“你还算识相。”光头的答复刚出口,仓库里的气氛仿佛凝固了,我望着他,突然笑了,把李煜和温诗曼在这场戏里藏着的那些不堪,原原本本说出来。
那一刻,场面倒挺滑稽。
光头原本摆出一副凶相毕露的模样,听我把话说完,眼皮明显颤动了一下,连嘴角那点装出来的凶狠都维持不住。旁边那个黄毛本来拿着POS机在那儿忙活,动作也停了,手指停在半空,似乎一下子没了头绪。
我坐在椅子上,双手被绑着,背后是冰冷坚硬的铁椅靠背,手腕勒得有些发麻。可我心里反倒格外平静。
因为走到这一步,事情其实没什么意外了。
“你们俩不用这样看我。”我抬了抬眼,声音没什么起伏,“该知道的,我心里有数。不该知道的,我也大致明白了。”
光头脸色阴沉得厉害,还想硬撑着:“少在这儿故弄玄虚,你再胡说,信不信老子现在就废了你?”
“废了我?”我笑了,“你真敢做吗?”
这话像刺一样扎过去,他反而沉默了。
不是他心软,而是真不敢。
因为他心里清楚,这不是普通的绑票。李煜交给他们的任务,说到底就是先吓唬,再勒索,最后借意外把我弄死,钱到手,人消失,罪证还能洗得干干净净。可问题在于,他们敢演这场戏,不代表真敢拿一条人命冒险。
此刻,我把底牌全掀开了。
角落里被绑的温诗曼,也不挣扎了。她看着我,那双眼睛里满是复杂情绪,震惊,慌张,不安,还有一点我熟悉的——恨。

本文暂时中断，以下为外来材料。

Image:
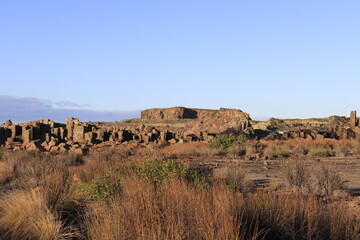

她大概想不通,为什么本该被她掌控的我,会突然变得不像从前。
其实也没什么好奇怪的。
一个人被骗一次,是疏忽。被骗多次之后还装作看不见,那才是真糊涂。
以前我爱她,爱到她半夜说肚子疼,我能连鞋都顾不上穿就背她下楼去诊所;她说工作压力大,我会在值完夜班后还去排队买她爱吃的那家甜点;她说想过好日子,我认,拼了命多接手术、多做项目、多赚钱。
我一直以为,人心是能捂热的。
后来才明白,不是所有人都有资格让你把心捧在手心去暖。
“你到底是谁?”光头再次发问,这次声音明显底气不足。
“我是谁不重要。”我淡然道,“重要的是,你们的戏,该落幕了。”
说着,我手指在口袋里的手机屏幕上轻轻一点。
下一刻,外头警笛声陡然响起,尖锐刺耳。
仓库外面如同炸开了锅,车轮碾过石块的声音,急促的脚步声,金属碰撞声,交织在一起。红蓝灯光从破窗透进来,一闪一闪,把这破旧仓库照得如同恐怖片场景。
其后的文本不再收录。